How Celador Stood Up to a Bully in Taking Disney Down

Ever get that uneasy feeling that you’re getting a raw deal? Yeah, so did the jury

What a day to be Bob Iger.

You’re named to Obama’s Export Council, Disney’s stock rises 4.5% in a market rally, you’re hanging in Sun Valley with your fellow masters of the media universe and suddenly …

… a jury goes and spoils it all by awarding $269.2 million of Disney treasure to Celador International, the British creator of “Who Wants To Be a Millionaire.”

The reason: there was something those nine men and women didn’t like about the shell games going on down in accounting. That was the basis for a rare and stunning win by a Hollywood underdog — and one that could tip the scales of showbiz contract justice.

“It’s a game-changer,” entertainment lawyer Stanton Stein told TheWrap, “a total game-changer for the way media conglomerates self-deal.”

Self-dealing – or vertical integration as it’s also known — was at the heart of Celador’s case against the Disney TV family of companies. Celador first sued in 2004, claiming that Disney, ABC, Buena Vista and Valleycrest Productions constructed a series of slippery deals and secret arrangements that hid hundreds of millions in revenues.

Stein, who settled with Disney on behalf of “Home Improvement” creators Wind Dancer Productions and worked Celador’s case for several years, says Wednesday's verdict will encourage profit participants to seek redress if they feel they’ve been wronged.

That was certainly the case with Celador vs. Disney, which has vowed to appeal.

“Disney is an absolute giant and we are a tiny little minnow,” Celador CEO Paul Smith said Wednesday, hours after the verdict was read. “I don't think they believed a small independent producer would go after them and indeed be so determined.”

The result will be expensive for Disney. Considering that the case has been in the courts since 2004, ending with the nearly five-week trial in Riverside, it already has been. And it has to be just a little embarrassing for Iger & co., too, since the CEO coolly took the stand to defend Disney’s honor.

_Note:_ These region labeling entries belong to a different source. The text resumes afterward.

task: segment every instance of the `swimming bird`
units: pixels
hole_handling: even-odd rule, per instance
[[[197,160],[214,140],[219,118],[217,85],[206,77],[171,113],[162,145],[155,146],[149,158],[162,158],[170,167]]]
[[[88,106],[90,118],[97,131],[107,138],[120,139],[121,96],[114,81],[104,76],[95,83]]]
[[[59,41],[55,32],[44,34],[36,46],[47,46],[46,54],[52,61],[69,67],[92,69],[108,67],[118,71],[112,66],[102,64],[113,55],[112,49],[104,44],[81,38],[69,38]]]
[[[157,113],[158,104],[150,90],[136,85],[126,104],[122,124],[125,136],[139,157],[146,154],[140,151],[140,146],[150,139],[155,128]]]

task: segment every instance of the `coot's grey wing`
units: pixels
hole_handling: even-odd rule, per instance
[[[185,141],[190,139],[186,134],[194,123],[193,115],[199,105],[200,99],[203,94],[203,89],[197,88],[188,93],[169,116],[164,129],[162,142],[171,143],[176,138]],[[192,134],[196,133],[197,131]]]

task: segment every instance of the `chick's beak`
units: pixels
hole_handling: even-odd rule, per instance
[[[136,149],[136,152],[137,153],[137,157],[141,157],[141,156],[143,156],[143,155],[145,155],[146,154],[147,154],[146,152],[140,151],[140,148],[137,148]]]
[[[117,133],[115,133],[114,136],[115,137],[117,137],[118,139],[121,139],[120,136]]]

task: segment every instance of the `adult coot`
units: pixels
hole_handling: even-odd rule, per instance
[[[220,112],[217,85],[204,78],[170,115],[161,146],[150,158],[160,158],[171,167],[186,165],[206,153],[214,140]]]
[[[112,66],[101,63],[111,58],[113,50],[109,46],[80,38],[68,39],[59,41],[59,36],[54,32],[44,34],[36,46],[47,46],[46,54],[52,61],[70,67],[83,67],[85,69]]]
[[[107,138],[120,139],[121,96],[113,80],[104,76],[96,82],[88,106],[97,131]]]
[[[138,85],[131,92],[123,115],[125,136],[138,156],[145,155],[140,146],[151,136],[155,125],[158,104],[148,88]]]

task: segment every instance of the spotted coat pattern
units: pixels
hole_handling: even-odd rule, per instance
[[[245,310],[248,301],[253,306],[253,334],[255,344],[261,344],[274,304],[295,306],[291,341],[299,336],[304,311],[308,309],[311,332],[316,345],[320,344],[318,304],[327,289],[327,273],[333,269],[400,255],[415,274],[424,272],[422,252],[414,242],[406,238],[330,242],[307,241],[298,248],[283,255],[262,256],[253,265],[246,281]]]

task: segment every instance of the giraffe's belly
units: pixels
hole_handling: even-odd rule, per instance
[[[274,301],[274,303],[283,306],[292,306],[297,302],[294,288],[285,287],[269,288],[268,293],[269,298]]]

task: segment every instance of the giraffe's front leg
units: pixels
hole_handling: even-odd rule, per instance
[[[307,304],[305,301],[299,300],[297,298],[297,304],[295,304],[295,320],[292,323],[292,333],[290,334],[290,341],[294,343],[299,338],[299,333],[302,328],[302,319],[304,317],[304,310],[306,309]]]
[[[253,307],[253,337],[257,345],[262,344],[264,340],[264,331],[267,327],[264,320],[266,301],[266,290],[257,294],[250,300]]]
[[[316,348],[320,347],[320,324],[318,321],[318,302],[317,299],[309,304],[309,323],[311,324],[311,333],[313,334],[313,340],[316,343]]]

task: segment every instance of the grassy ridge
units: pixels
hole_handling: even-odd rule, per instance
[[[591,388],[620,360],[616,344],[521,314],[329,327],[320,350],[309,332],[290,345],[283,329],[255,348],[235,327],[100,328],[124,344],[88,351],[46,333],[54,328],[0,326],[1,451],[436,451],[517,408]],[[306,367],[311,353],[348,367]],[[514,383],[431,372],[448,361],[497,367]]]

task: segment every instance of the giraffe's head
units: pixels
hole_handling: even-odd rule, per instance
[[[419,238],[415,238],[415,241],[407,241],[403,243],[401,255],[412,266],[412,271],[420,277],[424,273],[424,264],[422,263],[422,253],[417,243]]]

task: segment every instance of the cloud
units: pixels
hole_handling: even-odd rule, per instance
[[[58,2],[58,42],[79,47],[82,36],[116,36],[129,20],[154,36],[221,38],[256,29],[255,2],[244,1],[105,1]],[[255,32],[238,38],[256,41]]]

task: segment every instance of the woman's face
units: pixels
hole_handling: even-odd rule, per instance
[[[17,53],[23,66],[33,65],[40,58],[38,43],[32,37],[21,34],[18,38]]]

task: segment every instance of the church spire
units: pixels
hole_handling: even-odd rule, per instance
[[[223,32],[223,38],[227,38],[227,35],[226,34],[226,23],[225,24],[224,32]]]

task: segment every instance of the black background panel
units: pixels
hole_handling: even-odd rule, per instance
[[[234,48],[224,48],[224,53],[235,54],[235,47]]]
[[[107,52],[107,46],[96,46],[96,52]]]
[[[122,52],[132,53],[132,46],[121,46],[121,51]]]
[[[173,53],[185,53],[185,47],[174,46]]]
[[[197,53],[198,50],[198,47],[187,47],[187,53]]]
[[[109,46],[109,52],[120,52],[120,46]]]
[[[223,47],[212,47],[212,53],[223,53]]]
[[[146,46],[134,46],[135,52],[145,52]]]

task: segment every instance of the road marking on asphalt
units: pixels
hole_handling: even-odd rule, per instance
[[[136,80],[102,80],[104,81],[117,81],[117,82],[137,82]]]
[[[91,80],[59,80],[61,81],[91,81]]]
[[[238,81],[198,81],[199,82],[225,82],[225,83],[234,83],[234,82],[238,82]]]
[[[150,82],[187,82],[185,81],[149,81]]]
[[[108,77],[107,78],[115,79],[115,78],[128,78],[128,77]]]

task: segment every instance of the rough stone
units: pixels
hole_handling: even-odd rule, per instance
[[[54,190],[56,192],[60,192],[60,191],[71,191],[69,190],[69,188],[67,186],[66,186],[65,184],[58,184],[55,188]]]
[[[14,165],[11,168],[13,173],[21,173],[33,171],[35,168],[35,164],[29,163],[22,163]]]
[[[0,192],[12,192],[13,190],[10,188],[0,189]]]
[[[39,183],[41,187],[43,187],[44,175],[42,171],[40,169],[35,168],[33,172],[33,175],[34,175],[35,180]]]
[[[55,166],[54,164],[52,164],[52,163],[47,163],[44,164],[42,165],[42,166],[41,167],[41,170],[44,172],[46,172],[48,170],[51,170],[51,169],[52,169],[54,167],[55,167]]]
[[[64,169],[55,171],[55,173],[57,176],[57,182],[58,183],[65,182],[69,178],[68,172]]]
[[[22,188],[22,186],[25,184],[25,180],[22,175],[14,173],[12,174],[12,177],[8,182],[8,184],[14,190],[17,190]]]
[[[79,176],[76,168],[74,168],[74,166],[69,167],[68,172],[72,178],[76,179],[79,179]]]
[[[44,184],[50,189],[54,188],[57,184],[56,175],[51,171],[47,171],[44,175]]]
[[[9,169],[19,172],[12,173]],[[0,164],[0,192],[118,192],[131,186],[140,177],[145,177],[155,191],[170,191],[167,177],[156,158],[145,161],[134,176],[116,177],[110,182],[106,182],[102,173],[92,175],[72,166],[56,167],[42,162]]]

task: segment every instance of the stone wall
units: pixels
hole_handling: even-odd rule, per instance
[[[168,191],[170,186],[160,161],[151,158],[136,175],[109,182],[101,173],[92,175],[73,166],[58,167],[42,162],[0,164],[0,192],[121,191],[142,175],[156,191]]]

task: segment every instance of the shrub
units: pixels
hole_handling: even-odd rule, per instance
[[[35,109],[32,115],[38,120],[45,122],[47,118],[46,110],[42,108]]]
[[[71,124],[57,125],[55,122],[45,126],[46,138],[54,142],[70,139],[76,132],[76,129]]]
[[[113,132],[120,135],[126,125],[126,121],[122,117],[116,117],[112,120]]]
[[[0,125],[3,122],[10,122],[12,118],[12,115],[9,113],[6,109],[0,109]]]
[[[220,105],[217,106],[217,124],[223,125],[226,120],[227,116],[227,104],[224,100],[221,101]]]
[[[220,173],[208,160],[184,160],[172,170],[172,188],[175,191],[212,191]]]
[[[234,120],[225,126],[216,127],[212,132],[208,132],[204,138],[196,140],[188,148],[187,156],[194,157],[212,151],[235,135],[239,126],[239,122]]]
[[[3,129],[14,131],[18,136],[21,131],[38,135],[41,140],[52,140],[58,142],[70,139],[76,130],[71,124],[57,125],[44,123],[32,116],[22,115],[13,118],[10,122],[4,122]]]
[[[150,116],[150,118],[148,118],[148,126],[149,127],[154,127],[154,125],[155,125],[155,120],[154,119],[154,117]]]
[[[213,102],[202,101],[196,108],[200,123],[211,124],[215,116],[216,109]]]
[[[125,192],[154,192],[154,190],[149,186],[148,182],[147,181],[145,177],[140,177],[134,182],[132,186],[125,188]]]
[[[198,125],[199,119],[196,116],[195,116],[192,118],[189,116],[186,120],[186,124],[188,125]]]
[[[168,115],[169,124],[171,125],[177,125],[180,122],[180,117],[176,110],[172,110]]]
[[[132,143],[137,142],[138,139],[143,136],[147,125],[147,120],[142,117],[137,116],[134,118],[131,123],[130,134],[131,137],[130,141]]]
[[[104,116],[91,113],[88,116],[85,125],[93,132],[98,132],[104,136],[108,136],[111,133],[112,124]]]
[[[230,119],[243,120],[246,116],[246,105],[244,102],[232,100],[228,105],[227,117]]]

“Thanks to ‘Toy Story,’ Disney has done great this summer,” a NYC-based market analyst said to TheWrap, “but the kind of money the jury awarded Celador today isn’t something you can hide on the books.”

Celador certainly got the low end of what it sought — $279 to $395 million was the range – and slogged through six years of wrangling, dozens of witnesses over four weeks of testimony and three days of deliberations to get it. 

One MVP candidate had to be former Disney CEO Michael Eisner. Though he was on the witness list for weeks, he was absent when his day came, away in Italy on business. So the judge allowed Celador lawyers to read Eisner’s over-the-moon emails about bringing “Millionaire” to ABC, and how rich it would make them all.

At one point he wrote to his top men: ““We own it and it costs almost nothing … sometimes the entertainment business is just wonderful.”

You wouldn’t have read that sentence had Eisner kept his date with the court.

In fact, there’s a certain populist tinge that colors this win for Celador, which never drew a smoking gun. It was more subtle and technical than that; a case shaded with themes of fairness and forthrightness.

After the verdict was delivered and the courtroom mostly cleared, one member of the jury remarked that Disney’s doings “just didn’t feel ‘right.’”

Does anything ever feel right about a Hollywood profit-share deal?